Au camp Almamy-Samory-Touré de Conakry, après l’incendie du 16 septembre. © Issouf Sanogo/AFP

Publié le 24 septembre 2010 Lecture : 4 minutes.

La gorge nouée et les traits tirés, le général Sékouba Konaté, président par intérim de la Guinée, s’est résolu, le 15 septembre, à annoncer à la nation un nouveau report du second tour de l’élection présidentielle, qui devait se tenir quatre jours plus tard.

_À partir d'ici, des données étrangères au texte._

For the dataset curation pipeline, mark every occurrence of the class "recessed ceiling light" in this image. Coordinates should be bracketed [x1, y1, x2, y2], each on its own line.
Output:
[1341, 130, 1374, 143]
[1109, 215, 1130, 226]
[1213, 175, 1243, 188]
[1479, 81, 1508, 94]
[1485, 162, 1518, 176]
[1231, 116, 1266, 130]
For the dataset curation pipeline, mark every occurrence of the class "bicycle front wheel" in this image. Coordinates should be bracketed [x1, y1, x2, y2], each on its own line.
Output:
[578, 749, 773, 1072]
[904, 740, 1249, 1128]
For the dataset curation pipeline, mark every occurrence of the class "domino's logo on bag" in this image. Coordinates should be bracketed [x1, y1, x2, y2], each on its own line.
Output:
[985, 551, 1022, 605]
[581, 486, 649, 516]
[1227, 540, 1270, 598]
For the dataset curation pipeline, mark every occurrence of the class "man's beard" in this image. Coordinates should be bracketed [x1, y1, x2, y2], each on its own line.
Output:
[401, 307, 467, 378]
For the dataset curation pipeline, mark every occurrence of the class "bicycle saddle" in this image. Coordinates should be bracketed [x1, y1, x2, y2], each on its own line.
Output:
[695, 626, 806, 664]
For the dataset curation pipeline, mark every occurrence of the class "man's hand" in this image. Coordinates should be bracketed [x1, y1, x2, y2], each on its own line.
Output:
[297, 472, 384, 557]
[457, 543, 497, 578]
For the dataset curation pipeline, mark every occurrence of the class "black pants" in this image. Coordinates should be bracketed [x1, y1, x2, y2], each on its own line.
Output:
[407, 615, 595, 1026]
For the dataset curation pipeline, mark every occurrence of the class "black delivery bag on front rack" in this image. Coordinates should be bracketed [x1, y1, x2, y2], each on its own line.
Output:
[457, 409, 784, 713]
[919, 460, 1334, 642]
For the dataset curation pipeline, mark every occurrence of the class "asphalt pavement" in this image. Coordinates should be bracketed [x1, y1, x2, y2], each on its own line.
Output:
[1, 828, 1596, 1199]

Pathé Dieng, le directeur des opérations de la Commission électorale nationale indépendante (Ceni), chargée de l’organisation du scrutin, venait de lui apprendre que la date du 19 septembre ne pourrait être respectée en raison d’une série d’obstacles techniques. Retard dans la mise à disposition des cartes numériques censées remplacer les récépissés ; découpage électoral en cours, avec la création de nouveaux bureaux de vote ; inachèvement des listes électorales issues de ce découpage… Cellou Dalein Diallo et Alpha Condé, les deux candidats qualifiés à l’issue du premier tour du 27 juin devront donc encore attendre pour être départagés. Aujourd’hui, si la date du 10 octobre a été proposée par le Ceni, elle n’est toujours pas officielle.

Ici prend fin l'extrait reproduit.